A Memoir of Love and Recovery from Anorexia

by Emma Woolf

Pub Date: May 14th, 2013
ISBN: 978-1-59376-515-6
Publisher: Soft Skull Press

British journalist Woolf documents her struggle with anorexia.

Expanding on her weekly columns for the Times (London), the author chronicles her affliction and her work to overcome it. By her early 30s, she had stabilized after 10 years of starving herself, rising from a frighteningly low weight of 77 pounds to a merely painfully thin 105. She yearned to start a family, and she knew her boyfriend was right when he told her she needed to give up running and start eating more if she wanted to get pregnant. But she just wasn't sure she could do it. In this heartfelt look at the causes of her eating disorder, Woolf emphatically states that her anorexia was not the result of striving to look good based on unrealistic media images but rather a mental illness based on her need for control.

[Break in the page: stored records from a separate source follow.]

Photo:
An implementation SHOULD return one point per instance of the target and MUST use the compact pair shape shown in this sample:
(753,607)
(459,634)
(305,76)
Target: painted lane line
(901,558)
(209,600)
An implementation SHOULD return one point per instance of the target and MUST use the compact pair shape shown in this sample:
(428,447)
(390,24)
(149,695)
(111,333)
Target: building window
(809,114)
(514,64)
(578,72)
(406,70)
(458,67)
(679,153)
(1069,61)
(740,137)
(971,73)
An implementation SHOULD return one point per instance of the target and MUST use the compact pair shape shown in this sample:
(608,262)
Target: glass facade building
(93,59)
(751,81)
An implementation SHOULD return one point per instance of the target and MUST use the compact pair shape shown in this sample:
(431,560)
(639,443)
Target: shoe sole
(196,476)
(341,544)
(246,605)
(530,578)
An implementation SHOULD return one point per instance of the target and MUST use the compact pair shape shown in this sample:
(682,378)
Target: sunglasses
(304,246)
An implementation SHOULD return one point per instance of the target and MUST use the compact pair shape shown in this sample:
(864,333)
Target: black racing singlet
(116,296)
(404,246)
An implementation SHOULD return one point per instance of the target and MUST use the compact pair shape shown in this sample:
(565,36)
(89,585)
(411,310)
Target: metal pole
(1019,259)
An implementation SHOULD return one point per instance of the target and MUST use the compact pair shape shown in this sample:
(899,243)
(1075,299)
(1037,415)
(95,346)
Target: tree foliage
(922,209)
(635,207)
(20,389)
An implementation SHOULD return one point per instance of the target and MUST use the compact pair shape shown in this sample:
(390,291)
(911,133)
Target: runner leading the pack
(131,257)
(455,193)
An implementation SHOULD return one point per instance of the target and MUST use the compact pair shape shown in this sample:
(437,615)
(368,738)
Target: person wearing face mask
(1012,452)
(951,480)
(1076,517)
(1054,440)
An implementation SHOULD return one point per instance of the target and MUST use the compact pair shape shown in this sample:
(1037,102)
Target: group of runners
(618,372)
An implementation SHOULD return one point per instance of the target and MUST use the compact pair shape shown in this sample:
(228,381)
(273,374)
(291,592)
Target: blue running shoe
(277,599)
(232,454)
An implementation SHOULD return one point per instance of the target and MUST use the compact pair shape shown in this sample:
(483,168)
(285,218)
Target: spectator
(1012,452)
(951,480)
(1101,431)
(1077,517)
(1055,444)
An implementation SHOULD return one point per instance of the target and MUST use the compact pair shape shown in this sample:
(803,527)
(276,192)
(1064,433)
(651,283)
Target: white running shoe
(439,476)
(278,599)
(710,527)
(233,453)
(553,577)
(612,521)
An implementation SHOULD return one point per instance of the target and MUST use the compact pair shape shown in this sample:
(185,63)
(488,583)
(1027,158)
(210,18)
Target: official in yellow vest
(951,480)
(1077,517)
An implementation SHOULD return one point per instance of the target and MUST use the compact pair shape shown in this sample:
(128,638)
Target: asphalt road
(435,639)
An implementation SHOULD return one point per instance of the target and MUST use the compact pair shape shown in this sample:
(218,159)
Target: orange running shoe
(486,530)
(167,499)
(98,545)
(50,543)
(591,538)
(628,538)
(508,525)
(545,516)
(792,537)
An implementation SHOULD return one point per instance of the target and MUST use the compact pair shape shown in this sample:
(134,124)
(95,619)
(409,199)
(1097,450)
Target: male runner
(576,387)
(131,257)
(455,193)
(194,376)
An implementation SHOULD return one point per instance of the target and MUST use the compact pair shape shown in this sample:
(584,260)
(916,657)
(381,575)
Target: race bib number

She admits that, deep down, a part of her wanted to remain sick: “I needed to be visibly thin; in some strange way I needed the chaos inside my head to show on the outside.” Woolf reveals how she avoided food or any social situation at which she might have to eat, while at the same time obsessively exercising and never slowing down. Step by step, she changed her behavior; she frankly discusses which therapies worked for her and which didn’t, though she declares herself open to the potential merits of each for other anorexics. As Woolf walked through her personal process of self-discovery and change in her newspaper columns, she touched a chord with fellow sufferers, their families and their therapists, whose responses she includes here. Her perceptive and articulate account is frank about the mental torment she endured without being morose.

Insightful and informative, with fresh insights into the nature of eating disorders.